Peafowl Care Tips
Here I have gathered some information and tips for raising your own peafowl. These come from my own personal routines and experiences as well as from things I have heard or read. If you do choose to raise peafowl, please do not go only on what I have posted here, but also consult other sources to make sure you have the best and most complete information available.
Peafowl can be raised effectively both in fenced areas as well as roaming free. This choice will most likely depend on your circumstances, and each has its own advantages and disadvantages.

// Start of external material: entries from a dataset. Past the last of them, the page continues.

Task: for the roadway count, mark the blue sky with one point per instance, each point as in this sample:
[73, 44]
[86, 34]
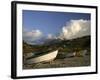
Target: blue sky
[53, 25]
[49, 22]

Wild peafowl have an omnivorous diet, and peafowl that are allowed to roam will scavenge for many things on their own. They should, however, be supplied with food at all times. Different types of bird pellets and grains are some of the options, but check around locally to see what is available. I provide my birds with a mixture of game bird feed and cracked corn, which they seem to enjoy. Peafowl also need at least 20% protein to be healthy and reproduce well. (This number is debatable. I have seen some peafowl enthusiasts suggest as high as 32% protein, while some get by with lower. Twenty percent seems to be a safely agreed upon middle ground.) Dry cat food is a great source of it, but dry dog food also works, however it has less protein. During the summer, free ranging fowl and ones that have large pens with lots of vegetation can get most of their necessary protein from insects and other bugs that they eat. However, in winter, some type of protein supplement is especially necessary. Peafowl will also eat a number of other treats and table scraps, you can experiment in small amounts to see what your birds like. My peafowl like occasional treats of sweet corn, apples, and lettuce. If peafowl are on raised pens, you should provide them with vegetation as well as grain. My peafowl are especially partial to clover and dandelion leaves. Clean water should also be provided at all times, and special medication can be added to it to prevent different diseases.